Dispute Over Day Care
My husband and I disagree about putting our child in day care.
Dear Dr. Bill:
My husband and I have a dispute about putting our 2-year-old son in day care. He thinks this option is fine, but I disagree. Do you know of any research on this topic? And what options do we really have?
— Amanda
Dear Amanda:
The research on day care is mixed. Some experts believe that if children are placed in a high-quality day care center with well-trained workers, they will do just fine. In fact, they argue that kids from low-income homes often receive more intellectual stimulation in a high-quality day care setting, which may contribute to better academic achievement when they enter school.
However, other research has found that young children often suffer negative effects when they are separated from their mothers and placed in day care for many hours each week. Long-term studies show that kids who are placed in day care from an early age and for many hours each day are more likely to have behavioral problems when they enter kindergarten. These children are more likely to be disruptive in the classroom, aggressive with their peers and disrespectful toward adults.
Other research indicates that some children placed in day care have elevated levels of the stress hormone cortisol in their bloodstream. Cortisol is the hormone that is present in the blood when human beings experience anxiety or fear. In fact, for some children the longer they are in day care each day, the higher their level of cortisol.

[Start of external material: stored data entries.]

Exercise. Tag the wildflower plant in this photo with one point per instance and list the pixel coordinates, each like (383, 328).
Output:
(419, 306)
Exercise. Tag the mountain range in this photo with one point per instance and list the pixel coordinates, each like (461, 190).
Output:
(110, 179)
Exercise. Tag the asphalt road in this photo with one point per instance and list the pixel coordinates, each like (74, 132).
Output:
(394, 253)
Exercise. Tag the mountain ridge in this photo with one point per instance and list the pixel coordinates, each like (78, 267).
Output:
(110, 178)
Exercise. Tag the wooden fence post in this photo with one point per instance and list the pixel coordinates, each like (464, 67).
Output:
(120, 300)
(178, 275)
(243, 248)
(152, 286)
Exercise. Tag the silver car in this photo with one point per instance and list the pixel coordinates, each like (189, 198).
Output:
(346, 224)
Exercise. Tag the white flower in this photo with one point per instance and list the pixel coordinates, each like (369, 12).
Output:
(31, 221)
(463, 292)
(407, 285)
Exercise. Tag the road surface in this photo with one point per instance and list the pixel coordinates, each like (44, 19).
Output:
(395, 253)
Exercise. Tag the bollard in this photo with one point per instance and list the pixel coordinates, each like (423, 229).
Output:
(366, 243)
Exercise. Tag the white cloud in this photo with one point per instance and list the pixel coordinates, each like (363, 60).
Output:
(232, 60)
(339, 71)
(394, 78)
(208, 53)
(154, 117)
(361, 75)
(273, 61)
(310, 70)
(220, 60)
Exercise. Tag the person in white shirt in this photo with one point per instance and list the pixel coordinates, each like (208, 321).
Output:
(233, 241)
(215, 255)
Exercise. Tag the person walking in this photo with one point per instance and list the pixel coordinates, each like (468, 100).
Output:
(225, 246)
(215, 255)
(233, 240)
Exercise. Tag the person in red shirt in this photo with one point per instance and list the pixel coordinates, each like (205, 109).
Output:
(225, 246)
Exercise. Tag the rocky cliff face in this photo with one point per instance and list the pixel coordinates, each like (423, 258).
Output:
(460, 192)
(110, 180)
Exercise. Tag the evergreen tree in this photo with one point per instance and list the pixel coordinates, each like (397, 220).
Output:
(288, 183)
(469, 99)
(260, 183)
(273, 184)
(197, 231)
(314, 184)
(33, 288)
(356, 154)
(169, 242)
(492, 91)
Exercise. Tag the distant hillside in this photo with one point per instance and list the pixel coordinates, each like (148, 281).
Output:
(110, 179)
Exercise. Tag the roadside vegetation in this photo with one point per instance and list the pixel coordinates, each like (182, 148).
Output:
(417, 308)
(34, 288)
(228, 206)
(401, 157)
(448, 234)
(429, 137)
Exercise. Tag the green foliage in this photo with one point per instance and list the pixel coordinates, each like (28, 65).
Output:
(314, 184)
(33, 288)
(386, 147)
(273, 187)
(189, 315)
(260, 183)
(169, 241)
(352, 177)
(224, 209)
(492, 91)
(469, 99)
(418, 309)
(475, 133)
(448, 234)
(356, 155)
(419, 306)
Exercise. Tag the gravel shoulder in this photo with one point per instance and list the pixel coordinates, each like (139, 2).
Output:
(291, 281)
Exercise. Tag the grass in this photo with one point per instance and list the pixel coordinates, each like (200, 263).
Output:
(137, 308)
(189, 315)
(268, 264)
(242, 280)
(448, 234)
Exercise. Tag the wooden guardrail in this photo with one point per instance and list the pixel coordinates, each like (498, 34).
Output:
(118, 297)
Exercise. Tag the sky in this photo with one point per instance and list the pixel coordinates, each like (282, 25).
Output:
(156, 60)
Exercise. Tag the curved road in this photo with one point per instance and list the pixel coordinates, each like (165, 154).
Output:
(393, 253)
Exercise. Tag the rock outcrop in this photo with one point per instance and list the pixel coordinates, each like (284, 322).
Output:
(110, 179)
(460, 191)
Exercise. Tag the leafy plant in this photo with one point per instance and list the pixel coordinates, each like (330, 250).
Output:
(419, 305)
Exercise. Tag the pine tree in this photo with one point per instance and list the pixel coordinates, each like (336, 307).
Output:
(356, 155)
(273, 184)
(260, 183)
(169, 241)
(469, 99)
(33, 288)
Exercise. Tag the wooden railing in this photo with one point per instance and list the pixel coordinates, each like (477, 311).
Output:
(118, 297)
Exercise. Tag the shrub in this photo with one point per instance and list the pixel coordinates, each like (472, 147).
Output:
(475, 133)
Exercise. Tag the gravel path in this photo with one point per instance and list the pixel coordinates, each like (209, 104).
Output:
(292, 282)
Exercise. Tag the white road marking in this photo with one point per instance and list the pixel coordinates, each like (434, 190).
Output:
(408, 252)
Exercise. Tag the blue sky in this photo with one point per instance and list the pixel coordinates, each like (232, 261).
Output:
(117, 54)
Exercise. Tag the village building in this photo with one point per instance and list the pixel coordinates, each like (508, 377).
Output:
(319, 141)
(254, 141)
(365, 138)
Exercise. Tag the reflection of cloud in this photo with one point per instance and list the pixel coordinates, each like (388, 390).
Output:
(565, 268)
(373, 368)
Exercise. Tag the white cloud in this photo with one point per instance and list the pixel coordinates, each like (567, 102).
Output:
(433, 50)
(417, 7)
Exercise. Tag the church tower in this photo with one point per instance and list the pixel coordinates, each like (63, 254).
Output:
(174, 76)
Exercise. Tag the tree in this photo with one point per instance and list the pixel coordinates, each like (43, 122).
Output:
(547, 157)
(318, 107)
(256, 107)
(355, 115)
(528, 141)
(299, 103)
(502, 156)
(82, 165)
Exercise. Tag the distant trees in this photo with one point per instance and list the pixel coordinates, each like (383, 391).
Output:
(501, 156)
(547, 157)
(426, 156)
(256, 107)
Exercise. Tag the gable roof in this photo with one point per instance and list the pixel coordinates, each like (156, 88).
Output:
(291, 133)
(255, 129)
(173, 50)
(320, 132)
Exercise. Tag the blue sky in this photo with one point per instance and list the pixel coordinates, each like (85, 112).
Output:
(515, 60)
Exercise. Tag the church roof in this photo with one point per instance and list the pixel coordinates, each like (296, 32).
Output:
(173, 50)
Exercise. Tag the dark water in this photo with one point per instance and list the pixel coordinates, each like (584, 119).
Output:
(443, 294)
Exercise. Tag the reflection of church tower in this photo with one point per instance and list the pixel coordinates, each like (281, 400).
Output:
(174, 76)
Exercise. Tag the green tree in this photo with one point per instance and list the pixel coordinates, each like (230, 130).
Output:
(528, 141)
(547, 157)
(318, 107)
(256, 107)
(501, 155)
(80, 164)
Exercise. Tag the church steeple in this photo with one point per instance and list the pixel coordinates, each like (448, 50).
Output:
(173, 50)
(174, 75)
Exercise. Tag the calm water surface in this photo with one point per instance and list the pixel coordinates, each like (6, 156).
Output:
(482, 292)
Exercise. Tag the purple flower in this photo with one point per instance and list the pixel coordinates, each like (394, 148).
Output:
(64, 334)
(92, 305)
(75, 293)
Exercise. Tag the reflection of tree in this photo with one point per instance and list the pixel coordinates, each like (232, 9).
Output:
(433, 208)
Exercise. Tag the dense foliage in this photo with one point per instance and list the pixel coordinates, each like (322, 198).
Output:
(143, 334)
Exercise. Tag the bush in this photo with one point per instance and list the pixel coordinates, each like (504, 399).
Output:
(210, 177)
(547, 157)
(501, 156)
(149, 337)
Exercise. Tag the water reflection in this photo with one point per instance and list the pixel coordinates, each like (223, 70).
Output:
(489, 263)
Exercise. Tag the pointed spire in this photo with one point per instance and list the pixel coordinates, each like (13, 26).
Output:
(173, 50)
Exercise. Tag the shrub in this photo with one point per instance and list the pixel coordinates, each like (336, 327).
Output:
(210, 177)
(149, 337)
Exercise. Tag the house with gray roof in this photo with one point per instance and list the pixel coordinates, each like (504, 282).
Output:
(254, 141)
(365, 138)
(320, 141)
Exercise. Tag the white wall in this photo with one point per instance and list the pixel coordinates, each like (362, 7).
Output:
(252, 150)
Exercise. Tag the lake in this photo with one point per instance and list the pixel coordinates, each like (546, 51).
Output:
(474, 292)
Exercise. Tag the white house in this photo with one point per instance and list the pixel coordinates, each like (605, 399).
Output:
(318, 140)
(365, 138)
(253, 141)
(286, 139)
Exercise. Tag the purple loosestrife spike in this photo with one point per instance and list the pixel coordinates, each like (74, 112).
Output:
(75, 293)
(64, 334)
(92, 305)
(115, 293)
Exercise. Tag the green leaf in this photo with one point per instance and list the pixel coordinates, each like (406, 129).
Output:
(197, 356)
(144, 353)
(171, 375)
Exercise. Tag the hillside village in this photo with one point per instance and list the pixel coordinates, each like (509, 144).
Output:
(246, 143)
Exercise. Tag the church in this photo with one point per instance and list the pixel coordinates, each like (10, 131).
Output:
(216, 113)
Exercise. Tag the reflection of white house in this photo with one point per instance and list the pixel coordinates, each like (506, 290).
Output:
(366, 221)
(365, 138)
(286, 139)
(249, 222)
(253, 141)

Focus on the Family believes that whenever possible, women with young children should make every effort to put their kids first and their career second. That being said, we understand that life circumstances don't always allow for women to stay at home with their kids. We understand the plight of both married moms and single moms who must work out of necessity, and we believe in supporting and encouraging them in their very difficult task.
You didn't mention why your husband wants to place your son in day care. I'm assuming it's because he wants you to go back to work in order to contribute to the family income. If that's the case, I would challenge him to examine his priorities. From your e-mail, it doesn't sound as if you are struggling financially. If his motivation for having you go back to work is simply to have a higher standard of living, buy a bigger home or own a nicer car, are those things really that important in the greater scheme of things?
Also, from a purely financial perspective, I would encourage your husband to "crunch the numbers." When you consider the high cost of quality day care, the increase in your tax bracket, and the extra money you will need to spend on gas, clothes and other work-related expenses, you may find that the increase in your household income will be minimal.
Amanda, whatever decision you make, I pray that you and your husband carefully weigh what is in the best interest of your son. You may want to wait to re-enter the workforce until your son enters school. Millions of women have chosen to pursue that option, which allows them to be home with their kids during the critical early years, yet still use their training and education to make a contribution in the workplace.